Ahead of President Medvedev’s signing of key agreements with Serbia this week, Turkey has OK'd the start of South Stream feasibility studies, with key players looking at a construction start late next year.
At a meeting with his Italian and Russian counterparts, in Milan, Turkish Energy Minister Taner Yildir brought south stream another step towards fruition – Turkish approval for the feasibility study to commence in its waters. The announcement came in the wake of a Prime Ministerial meeting in the Turkish capital in August.
“We are here today to realize the decision made on the sixth of August in Ankara at the meeting of the three prime ministers. South Stream is one of the priority projects.”
Turkey's go ahead gives the massive project real impetus, ahead of President Medvedev’s signing of construction agreements with Serbia on Tuesday. Eni CEO, Paolo Scaroni, says construction could be underway before 2011
“The feasibility study on South Stream will be ready at the beginning of next year and will cover several areas, with the technical to start with. To cross the Black Sea is a complex thing to do. Than we have to decide about the economics of the project and governance. Several issues remain before we take the final investment decision which is expected some time next year. The construction can begin at the end of next year.”
Russian deputy Prime Minister Igor Sechin, added that interest will mount from here on in.

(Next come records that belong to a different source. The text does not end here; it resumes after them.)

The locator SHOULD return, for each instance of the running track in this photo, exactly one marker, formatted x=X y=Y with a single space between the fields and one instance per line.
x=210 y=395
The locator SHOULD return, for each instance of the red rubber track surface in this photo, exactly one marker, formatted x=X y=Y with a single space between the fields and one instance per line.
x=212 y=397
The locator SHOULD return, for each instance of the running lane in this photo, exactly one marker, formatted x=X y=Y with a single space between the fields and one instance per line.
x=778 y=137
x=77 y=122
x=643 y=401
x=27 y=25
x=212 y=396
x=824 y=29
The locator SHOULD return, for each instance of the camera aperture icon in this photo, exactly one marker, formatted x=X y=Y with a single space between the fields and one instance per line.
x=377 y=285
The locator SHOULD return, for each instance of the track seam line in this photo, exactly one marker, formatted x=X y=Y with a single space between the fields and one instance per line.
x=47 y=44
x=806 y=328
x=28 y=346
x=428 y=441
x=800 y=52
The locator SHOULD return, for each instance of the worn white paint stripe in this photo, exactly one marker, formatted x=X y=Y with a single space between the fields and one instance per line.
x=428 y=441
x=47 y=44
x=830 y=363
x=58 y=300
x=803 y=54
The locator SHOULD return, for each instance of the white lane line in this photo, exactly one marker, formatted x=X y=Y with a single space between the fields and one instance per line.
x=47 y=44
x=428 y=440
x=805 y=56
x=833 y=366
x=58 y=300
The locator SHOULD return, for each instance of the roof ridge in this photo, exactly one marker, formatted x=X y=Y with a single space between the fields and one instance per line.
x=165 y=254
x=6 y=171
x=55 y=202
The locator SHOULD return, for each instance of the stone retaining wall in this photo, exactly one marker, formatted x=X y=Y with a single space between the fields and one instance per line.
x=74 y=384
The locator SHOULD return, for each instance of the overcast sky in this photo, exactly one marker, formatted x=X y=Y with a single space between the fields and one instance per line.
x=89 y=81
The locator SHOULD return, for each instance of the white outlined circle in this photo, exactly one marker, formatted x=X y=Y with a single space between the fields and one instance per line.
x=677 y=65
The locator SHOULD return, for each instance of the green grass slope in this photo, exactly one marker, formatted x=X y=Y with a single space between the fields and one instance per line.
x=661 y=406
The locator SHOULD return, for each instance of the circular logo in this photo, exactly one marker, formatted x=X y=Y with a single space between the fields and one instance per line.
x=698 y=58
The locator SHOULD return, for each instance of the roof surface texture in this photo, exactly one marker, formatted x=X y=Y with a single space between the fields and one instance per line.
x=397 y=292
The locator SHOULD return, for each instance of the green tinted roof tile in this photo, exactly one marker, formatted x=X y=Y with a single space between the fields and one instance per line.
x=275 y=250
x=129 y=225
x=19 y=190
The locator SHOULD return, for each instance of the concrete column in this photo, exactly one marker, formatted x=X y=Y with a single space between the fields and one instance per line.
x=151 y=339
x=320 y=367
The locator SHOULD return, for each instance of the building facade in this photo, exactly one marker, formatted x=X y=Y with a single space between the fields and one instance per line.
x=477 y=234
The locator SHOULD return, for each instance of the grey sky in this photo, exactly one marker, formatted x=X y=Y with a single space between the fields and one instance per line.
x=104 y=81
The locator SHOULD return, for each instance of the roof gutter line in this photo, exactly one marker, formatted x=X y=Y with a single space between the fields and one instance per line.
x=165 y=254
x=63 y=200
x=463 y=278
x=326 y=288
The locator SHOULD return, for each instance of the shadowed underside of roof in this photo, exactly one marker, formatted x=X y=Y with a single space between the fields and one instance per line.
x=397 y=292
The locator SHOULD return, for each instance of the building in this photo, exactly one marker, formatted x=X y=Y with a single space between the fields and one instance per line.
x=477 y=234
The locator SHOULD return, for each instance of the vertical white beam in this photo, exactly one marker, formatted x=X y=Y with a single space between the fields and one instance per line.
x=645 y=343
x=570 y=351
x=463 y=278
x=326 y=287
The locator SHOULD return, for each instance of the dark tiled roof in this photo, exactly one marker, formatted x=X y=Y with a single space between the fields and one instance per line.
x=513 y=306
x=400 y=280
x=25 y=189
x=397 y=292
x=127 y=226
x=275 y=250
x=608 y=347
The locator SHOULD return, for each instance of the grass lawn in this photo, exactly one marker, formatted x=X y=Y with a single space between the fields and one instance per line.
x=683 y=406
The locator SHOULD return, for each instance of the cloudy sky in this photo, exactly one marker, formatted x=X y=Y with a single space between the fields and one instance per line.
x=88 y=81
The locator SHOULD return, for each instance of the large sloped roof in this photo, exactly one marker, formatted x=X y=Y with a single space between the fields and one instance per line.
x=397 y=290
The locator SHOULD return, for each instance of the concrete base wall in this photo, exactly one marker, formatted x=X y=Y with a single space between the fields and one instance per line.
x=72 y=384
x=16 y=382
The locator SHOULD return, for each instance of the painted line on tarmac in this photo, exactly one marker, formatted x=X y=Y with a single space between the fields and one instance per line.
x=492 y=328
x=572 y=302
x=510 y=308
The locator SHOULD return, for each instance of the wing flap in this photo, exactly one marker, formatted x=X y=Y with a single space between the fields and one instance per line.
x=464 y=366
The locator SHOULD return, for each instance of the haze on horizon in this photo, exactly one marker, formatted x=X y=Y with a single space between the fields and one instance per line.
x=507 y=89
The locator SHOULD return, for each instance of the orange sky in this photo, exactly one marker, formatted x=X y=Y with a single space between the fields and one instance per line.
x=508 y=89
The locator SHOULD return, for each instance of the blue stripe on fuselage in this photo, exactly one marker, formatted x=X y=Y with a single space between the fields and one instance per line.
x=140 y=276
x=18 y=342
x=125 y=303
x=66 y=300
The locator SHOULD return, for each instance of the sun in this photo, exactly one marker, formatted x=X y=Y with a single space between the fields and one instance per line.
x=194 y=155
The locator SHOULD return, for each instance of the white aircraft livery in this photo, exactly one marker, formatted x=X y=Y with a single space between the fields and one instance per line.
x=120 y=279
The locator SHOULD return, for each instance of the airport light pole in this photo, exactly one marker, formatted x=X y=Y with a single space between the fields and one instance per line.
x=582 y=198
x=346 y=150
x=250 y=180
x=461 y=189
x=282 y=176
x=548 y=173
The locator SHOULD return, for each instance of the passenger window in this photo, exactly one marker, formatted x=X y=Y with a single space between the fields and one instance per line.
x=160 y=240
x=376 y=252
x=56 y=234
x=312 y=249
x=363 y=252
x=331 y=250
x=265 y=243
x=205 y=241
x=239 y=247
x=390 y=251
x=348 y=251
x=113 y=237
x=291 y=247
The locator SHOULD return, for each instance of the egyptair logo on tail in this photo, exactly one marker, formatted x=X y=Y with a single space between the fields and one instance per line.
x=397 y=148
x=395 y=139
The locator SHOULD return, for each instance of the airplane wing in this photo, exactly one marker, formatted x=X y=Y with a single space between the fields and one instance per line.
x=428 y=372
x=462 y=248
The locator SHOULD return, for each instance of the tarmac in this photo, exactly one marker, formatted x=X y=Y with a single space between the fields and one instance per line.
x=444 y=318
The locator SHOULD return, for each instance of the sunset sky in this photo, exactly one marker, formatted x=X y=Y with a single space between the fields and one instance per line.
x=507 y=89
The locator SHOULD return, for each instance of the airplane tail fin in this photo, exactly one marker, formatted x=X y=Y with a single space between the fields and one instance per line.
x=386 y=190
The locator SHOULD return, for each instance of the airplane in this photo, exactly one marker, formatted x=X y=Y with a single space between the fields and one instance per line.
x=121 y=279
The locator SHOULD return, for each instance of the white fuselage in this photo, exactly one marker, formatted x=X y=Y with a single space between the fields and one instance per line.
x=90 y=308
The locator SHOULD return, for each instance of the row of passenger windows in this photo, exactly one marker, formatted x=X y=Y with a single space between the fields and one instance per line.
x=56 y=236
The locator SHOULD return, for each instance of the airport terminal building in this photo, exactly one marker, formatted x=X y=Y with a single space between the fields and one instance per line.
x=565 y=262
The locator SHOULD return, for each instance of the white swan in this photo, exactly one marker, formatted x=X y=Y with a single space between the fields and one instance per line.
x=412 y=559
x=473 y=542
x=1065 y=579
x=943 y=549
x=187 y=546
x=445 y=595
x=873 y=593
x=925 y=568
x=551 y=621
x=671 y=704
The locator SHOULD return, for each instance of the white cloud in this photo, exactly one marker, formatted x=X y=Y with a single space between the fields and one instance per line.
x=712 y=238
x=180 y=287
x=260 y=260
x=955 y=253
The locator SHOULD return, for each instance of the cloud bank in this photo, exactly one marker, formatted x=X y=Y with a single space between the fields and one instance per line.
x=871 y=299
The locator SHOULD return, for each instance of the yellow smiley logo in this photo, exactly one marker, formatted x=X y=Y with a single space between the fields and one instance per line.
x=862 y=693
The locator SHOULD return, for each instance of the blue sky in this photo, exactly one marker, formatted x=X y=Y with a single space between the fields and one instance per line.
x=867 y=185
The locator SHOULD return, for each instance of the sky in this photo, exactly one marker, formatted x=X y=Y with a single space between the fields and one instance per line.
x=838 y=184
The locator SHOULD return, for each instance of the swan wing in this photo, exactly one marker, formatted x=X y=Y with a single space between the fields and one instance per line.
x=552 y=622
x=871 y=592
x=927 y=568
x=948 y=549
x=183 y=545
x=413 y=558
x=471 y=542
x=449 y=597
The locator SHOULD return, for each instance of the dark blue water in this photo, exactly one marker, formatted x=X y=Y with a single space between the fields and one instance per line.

“The closer we get to the physical construction of the project, the more partners we will see. And it‘s good. We are inviting, and will work with, everyone. And what Turkish energy minister Yldir said today about the official start of the feasibility study being the concrete start of work – Thats right! And the faster we work – the more partners we will have.”
Also signed at Mondays meeting was a memorandum of understanding on the Samsun-Ceyhan oil pipeline, which will see Rosneft, Transneft and Sovkomflot join with Calik of Turkey and Italy’s Eni to boost supply capacity.
With the weather suggesting another harsh winter for Europe, progress on both the South Stream gas pipeline and the Samsun Jeihan oil pipeline brings closer the realisation of new routes for supplying Russian energy resources to Europe – without disruption.